The rationale analysis does not establish a mechanism. It deterministically counts words in model-supplied rationales and labels combinations as “identity-driven” or “payoff-optimal.” Categories overlap, ignore negation and context, allow multiple mentions per response, and lack semantic or human validation. A frequency of 997 mentions per 1,000 rationales is described as “99.7% game-theoretic reasoning,” although it is not a validated rate of correct reasoning. Post-hoc rationales are not guaranteed to faithfully reveal the generative process. This record therefore does not derive its summary from abstract keywords or accept keyword counts as mechanistic evidence.

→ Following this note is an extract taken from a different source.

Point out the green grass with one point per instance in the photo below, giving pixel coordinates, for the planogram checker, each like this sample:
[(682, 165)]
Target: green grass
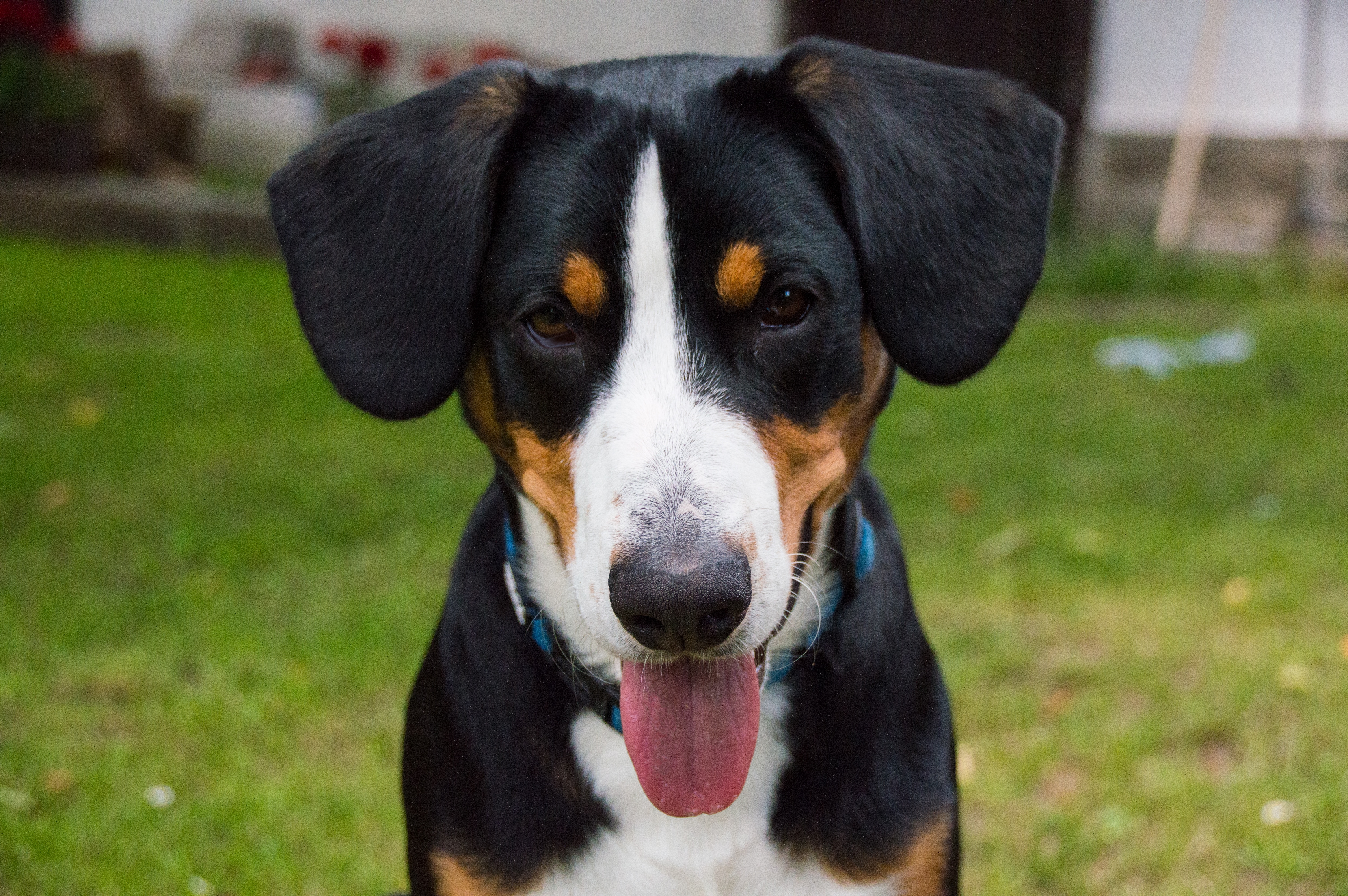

The defensible contribution is a controlled warning about a genuine configuration risk: role prompts, payoff presentation, action labels, and model family can radically change a multi-agent simulation. It supports documenting configurations and running sensitivity analyses before presenting agent outputs as neutral predictions. It does not validate a general theory of identity overriding incentives, represent human or institutional behavior, compare against human participants, or justify deployment for governance decisions.